Ces derniers, par des voies de contournement, desservent certains quartiers périphériques et la grande mosquée, lieu de convergence de tous les fidèles mourides. Ils facturent souvent les passagers selon la distance du trajet. ‘’Nos prix varient entre 100 et 200F. Il peut arriver parfois qu’on loue la charrette. Dans ce cas, il faut débourser au minimum 5000F’’, renseigne Fallou Diouf. Ce jeune homme originaire du Saloum exerce dans la capitale sénégalaise. Comme chaque veille de Magal, il conduit sa charrette de Dakar à Touba pour y mener son business. ‘’Cela me prend deux jours pour venir jusqu’à Touba. J’ai l’habitude de faire ce trajet, depuis des années’’, souligne-t-il. Ce business, selon Fallou Diouf, est fructueux malgré les apparences. ‘’Je peux me retrouver le soir avec au minimum 15 000F de bénéfices. Parfois, cela dépasse largement cette somme’’, confie-t-il.
Avec l’arrivée massive des pèlerins, la capitale du Mouridisme refuse du monde. Les mouvements incessants des passants soulèvent une poussière qui est quasiment irrespirable pour certains. Ils sont souvent obligés de porter des masques pour se protéger de certaines maladies respiratoires, et des lunettes pour mettre les yeux à l’abri de toute infection. Ainsi, nombreux sont ceux qui ont senti l’affaire et investi dans la revente de masques et de lunettes.

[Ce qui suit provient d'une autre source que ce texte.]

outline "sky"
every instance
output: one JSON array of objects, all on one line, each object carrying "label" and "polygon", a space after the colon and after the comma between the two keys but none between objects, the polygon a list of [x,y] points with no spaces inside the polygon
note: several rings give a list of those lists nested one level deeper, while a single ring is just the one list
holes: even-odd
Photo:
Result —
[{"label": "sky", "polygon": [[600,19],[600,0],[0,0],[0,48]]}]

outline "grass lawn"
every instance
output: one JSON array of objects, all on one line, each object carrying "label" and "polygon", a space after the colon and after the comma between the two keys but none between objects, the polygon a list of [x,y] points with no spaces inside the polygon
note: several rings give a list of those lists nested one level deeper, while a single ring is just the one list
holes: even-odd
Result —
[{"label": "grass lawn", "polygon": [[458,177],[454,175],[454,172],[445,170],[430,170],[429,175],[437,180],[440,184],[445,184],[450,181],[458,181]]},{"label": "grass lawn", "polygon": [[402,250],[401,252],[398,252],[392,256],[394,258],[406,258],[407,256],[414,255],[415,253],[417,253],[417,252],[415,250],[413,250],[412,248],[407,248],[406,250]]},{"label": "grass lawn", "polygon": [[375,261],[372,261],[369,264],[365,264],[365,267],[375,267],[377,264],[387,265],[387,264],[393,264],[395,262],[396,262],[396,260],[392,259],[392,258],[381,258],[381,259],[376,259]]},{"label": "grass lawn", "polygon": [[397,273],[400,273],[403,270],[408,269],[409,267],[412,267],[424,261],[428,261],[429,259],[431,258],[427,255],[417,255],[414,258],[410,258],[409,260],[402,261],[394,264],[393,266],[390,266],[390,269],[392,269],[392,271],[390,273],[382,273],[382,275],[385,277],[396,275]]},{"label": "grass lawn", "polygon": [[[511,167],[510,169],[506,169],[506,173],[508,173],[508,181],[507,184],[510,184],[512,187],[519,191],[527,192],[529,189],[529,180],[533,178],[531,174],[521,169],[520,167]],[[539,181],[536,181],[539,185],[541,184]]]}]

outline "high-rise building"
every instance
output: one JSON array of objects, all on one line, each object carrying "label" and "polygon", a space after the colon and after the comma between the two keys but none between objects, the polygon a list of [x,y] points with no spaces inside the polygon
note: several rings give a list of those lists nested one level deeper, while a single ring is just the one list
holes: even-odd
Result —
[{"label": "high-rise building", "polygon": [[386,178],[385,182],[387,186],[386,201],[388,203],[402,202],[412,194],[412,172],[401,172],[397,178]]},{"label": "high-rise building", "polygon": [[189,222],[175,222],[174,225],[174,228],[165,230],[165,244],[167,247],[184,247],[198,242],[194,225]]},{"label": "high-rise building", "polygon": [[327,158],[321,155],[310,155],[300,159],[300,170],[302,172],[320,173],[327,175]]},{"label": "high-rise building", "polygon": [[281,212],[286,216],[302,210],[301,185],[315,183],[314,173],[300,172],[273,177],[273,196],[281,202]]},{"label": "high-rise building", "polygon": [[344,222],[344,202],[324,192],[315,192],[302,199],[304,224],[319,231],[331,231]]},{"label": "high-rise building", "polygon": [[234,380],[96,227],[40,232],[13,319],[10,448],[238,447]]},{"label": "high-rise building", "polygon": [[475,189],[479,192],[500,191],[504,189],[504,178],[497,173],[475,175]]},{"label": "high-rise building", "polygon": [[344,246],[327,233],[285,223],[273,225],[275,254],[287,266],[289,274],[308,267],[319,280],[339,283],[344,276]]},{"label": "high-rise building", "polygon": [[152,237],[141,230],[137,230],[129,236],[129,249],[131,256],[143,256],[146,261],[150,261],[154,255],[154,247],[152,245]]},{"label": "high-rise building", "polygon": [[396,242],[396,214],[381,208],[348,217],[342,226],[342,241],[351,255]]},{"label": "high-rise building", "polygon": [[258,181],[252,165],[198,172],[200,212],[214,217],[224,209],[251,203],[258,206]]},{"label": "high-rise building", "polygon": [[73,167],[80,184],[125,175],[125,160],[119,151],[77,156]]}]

‘’Les affaires marchent bien pour nous les vendeurs de masques’’, déclare Elimane Ndiaye, originaire de Louga. Mais son camarade d’à côté considère que cette situation fait plus l’affaire des vendeurs de lunettes. ‘’Je vends beaucoup de lunettes dans la journée. Certains les achètent pour se protéger de la poussière, tandis que d’autres le font pour des raisons esthétiques. Les prix de ces lunettes varient entre 500 et 1 500F et celles que l’on vend à 500F nous reviennent à 300F l’unité. Donc, sur chaque lunette vendue, on a au moins 200F de bénéfice’’, dit-il.
Petits métiers en apparence, cireurs et vendeurs de chaussures, charretiers, vendeurs de masques et de lunettes arrivent tout de même à tirer leur épingle du jeu. Comme quoi dans la vie, il n’y a pas de sot métier.